Local high school students release 3-minute documentary on blind skate boarder
Chad Rivera, a North County skater and jiu-jitsu instructor who is also blind, has inspired others in the community with his perseverance and positivity.
Two Carlsbad High School juniors made a three-minute documentary, “Skating Beyond Sight: A Journey of Perseverance,” that they posted to YouTube to pay homage to Rivera and the impact he has in the community. They also want to use Rivera’s story to inspire others to make a positive impact on the world.
“I think it was really cool being with him while we were filming it, just seeing how he has to live his life differently to deal with what he has to deal with on a daily basis,” said Sebastian Hrisanthopoulos, 16.
Sebastian and his partner in the project, Tosh Carr, 17, have been friends since kindergarten. They came into contact with Rivera through Tosh’s father, who has skated with Rivera at the skate park in Encinitas. After going back and forth on the phone, they began filming.

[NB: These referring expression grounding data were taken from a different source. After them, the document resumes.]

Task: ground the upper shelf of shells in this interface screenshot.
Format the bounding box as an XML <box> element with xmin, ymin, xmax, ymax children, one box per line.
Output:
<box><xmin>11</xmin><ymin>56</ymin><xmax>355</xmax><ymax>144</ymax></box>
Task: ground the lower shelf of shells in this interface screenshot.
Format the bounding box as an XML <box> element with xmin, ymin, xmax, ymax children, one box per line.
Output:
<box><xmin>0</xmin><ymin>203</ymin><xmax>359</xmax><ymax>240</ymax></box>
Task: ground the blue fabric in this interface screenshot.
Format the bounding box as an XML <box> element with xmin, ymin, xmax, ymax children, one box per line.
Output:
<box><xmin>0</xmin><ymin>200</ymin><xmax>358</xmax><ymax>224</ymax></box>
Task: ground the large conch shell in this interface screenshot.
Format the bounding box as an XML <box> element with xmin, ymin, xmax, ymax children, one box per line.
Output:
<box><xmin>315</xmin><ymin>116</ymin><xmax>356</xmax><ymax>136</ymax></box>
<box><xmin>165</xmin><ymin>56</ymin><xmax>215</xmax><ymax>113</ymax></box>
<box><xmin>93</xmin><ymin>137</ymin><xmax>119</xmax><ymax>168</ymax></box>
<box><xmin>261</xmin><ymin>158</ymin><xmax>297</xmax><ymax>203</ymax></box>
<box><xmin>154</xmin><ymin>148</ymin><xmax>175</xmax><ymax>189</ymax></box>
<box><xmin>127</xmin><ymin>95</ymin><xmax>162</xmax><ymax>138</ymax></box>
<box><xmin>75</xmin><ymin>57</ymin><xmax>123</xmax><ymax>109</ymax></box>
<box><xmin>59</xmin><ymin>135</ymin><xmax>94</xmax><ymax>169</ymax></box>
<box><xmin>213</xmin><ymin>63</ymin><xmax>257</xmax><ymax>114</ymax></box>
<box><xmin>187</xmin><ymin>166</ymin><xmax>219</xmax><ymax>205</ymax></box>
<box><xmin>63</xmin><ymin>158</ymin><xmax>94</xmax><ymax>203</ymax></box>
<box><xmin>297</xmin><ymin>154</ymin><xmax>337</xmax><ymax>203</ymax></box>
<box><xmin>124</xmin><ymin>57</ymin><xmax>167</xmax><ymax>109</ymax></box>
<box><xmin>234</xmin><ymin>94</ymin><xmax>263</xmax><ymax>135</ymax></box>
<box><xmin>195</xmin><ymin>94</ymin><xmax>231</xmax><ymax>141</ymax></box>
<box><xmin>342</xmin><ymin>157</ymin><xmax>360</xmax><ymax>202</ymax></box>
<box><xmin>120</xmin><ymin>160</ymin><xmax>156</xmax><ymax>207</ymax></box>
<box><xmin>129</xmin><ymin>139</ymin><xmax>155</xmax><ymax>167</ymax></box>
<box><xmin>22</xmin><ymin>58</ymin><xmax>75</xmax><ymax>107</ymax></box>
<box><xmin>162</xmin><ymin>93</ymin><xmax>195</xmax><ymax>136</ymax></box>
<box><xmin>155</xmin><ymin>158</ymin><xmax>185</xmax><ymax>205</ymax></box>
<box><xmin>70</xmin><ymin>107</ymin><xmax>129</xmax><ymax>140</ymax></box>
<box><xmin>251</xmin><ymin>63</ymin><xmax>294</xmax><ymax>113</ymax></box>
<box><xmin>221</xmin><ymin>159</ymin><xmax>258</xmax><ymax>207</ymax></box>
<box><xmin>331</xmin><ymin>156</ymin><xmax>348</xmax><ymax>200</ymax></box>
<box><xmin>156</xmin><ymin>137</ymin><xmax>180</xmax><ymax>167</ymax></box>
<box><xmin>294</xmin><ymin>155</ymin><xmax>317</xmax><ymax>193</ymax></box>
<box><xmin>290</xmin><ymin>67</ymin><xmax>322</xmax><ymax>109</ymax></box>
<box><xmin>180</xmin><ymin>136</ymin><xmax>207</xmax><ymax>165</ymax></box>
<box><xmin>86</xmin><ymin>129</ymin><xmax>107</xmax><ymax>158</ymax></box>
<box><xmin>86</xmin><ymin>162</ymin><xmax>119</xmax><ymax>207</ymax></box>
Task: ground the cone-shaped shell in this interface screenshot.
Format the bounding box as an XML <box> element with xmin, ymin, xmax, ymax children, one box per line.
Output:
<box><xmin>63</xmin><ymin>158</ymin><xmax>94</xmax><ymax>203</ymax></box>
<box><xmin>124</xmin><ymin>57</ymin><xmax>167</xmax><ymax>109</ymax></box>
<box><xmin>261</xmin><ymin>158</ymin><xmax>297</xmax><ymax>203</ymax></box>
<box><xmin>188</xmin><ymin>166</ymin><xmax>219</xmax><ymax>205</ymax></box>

In the documentary, Rivera describes going blind one day while he was driving. He had to quickly pull over after a stoplight ahead of him suddenly became blurry. Since then, skateboarding has been “healing in a way that you can entertain yourself,” and a way for him to meet personal challenges.
“As life goes on, it became I think more of a security blanket than I ever anticipated it to be,” Rivera said.
His martial arts practice has been another way to stay active and mentor others.
“The opportunity to teach at a school and share those skills has been very self-gratifying,” said Rivera, an instructor at Surfight in Del Mar.
As the students note in the video, “he never shies away from pushing himself to the limit.”
“We just really want people to see how, despite challenges that you may face on a daily basis, it’s important to keep a positive outlook on life and to enjoy everything to the best of your ability,” Sebastian said.
Tosh and Sebastian have done a lot of filmmaking together for their classwork and on a freelance basis. They credit their broadcasting teacher for helping them hone their skills and love of filmmaking.
“We want to just keep going,” Tosh said. “We love just meeting new people and learning their stories. That’s why we do this. It’s a learning experience for us every time. We want to work on bigger projects, and it would be awesome to make a business out of it, do this for a living.”